CHARLESTON, W.Va. — West Virginia’s opioid epidemic has created many vast and complicated problems. AT&T West Virginia isn’t looking to solve them all, but President Andy Feeney says they are willing to help do their part to help.
The company will give $50,000 dollars to the city of Charleston to help pay for razing abandoned and dilapidated structures in the city limits. The contribution was the result of a conversation between Feeney and members of the Charleston Fire and Police Departments.
“We asked what we can do to help, and they said abandoned structures. It’s dangerous for first responders and the neighbors. You’ll look at a street and there will be one or two abandoned structures, but there are eight others that are living and thriving. But those two that are boarded up create problems,” he said.
Often those abandoned homes attract the homeless or become a haven for drug activity. During the winter squatters will build a fire to keep warm and often the fire will get out of hand and burn down the house. Knocking down the houses at about $8,000 per structure is one way to stop the problem.
But for Feeney and AT&T West Virginia it doesn’t stop with writing a check. The company has a name for its program the “Believe Appalachia Initiative.” They made a similar contribution to the city of Huntington last year. Along with the money, AT&T pools all employees for a service project. They will do some much needed painting at city fire stations as they did a year ago in Huntington. According to Feeney, it was not only a service project but it became a team building exercise for his employees.
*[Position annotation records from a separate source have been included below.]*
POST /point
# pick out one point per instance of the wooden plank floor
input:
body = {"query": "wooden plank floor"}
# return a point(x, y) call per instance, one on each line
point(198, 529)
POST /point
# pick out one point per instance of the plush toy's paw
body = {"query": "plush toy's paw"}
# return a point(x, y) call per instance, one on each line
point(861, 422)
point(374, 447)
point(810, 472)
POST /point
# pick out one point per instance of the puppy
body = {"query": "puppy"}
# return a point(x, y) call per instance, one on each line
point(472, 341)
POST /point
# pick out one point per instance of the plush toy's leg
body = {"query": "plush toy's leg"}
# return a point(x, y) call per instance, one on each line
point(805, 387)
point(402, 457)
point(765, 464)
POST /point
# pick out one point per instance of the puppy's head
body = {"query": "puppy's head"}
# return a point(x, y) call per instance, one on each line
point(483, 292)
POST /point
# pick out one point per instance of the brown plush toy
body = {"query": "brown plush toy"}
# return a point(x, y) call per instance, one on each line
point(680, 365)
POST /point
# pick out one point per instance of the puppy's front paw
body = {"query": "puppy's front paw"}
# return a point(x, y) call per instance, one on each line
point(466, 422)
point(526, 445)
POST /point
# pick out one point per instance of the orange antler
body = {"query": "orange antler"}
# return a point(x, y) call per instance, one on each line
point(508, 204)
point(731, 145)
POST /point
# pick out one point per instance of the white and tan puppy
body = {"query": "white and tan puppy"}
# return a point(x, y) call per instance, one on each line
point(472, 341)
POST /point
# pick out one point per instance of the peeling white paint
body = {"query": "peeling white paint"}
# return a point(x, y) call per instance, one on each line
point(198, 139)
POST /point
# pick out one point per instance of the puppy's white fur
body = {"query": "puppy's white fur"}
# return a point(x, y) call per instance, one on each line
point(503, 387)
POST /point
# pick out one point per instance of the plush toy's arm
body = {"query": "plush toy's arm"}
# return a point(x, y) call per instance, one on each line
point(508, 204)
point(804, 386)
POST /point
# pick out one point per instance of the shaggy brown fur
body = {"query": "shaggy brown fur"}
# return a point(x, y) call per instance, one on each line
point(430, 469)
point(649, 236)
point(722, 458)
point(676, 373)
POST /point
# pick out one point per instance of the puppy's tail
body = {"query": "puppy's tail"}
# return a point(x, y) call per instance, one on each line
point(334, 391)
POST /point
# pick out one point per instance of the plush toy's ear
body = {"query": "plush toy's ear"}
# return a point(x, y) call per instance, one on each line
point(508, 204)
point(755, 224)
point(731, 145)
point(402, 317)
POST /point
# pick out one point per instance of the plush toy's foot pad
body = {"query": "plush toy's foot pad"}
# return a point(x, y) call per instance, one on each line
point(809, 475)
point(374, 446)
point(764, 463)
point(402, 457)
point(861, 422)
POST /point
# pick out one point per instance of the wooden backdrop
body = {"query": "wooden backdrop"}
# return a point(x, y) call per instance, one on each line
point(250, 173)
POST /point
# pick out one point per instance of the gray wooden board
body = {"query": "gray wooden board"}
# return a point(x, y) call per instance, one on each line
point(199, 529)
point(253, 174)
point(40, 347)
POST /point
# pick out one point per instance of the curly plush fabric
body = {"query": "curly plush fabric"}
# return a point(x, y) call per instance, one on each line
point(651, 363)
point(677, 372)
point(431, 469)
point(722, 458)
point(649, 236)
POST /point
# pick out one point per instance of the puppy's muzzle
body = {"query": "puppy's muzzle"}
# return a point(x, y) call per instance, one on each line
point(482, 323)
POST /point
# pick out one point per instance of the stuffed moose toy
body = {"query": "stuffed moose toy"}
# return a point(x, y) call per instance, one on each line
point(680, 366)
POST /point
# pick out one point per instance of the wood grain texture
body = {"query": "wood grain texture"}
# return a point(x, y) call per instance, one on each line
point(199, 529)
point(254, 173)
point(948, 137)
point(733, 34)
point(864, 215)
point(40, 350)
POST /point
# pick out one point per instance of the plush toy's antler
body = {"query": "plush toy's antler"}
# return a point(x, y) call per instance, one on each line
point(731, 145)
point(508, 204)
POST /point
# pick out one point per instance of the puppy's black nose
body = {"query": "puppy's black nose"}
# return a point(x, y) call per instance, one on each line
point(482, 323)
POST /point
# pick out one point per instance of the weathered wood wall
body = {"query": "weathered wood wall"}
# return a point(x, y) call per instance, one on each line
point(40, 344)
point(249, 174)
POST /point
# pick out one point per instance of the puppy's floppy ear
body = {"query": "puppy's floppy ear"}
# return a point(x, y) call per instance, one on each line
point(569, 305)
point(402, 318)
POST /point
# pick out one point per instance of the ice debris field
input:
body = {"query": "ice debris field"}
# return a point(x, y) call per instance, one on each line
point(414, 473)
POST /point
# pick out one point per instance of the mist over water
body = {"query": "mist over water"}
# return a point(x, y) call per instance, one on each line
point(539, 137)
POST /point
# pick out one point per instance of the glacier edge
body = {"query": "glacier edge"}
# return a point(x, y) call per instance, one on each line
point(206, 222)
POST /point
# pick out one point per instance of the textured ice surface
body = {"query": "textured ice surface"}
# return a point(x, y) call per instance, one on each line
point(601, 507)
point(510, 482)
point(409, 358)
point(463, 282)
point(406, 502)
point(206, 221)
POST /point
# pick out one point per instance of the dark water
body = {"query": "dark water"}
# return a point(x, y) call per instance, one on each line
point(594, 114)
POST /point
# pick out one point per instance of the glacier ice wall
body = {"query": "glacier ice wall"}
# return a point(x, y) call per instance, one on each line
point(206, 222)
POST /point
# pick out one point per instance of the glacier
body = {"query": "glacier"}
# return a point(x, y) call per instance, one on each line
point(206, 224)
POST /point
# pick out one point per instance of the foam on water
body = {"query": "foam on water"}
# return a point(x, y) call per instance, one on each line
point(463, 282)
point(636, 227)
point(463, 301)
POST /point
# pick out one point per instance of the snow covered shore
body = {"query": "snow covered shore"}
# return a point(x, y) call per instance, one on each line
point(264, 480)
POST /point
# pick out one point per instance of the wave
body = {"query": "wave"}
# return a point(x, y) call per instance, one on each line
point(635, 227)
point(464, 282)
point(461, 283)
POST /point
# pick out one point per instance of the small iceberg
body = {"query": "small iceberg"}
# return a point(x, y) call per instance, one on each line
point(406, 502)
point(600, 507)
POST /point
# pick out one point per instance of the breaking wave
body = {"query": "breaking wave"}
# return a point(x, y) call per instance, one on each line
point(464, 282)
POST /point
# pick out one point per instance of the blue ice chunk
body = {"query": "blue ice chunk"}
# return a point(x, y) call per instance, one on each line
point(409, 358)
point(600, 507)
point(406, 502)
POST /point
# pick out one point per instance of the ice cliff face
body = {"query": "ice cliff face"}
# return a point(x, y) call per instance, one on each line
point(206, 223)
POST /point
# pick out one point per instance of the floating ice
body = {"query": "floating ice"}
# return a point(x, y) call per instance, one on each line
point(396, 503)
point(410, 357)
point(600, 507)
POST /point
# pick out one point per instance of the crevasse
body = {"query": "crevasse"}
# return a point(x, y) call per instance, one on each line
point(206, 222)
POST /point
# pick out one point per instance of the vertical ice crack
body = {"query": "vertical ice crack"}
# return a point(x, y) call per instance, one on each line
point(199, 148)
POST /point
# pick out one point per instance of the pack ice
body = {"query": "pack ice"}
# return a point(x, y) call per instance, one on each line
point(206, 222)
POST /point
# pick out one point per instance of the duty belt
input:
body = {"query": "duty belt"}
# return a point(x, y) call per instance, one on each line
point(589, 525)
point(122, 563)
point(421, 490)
“They’re in different departments. Some are in the retail side, others are in the call center, and some are in the network side. People that don’t always engage with each other are out working together and actually laughing while they’re working,” Feeney said.
They also discovered while moving furniture to paint, the mattresses at the Huntington fire stations were worn out. The company pitched in more money to replace them. The same will happen in Charleston. The company will also make a contribution to the YWCA for its after school program and battered women’s’ shelter, both programs are overwhelmed by the opioid crises, but serve critical needs in the community.
Feeney says he hopes the AT&T initiative is copied and mimicked by other corporate groups. He hopes his employees set the example for others.
“We wear our ‘Believe’ shirts and hopefully other companies will see us and say, ‘Wow, AT&T is out here and we should step up too.’ Do more than just write the check. We work here, we have customers here, but we live here too and we care about the community,” he said.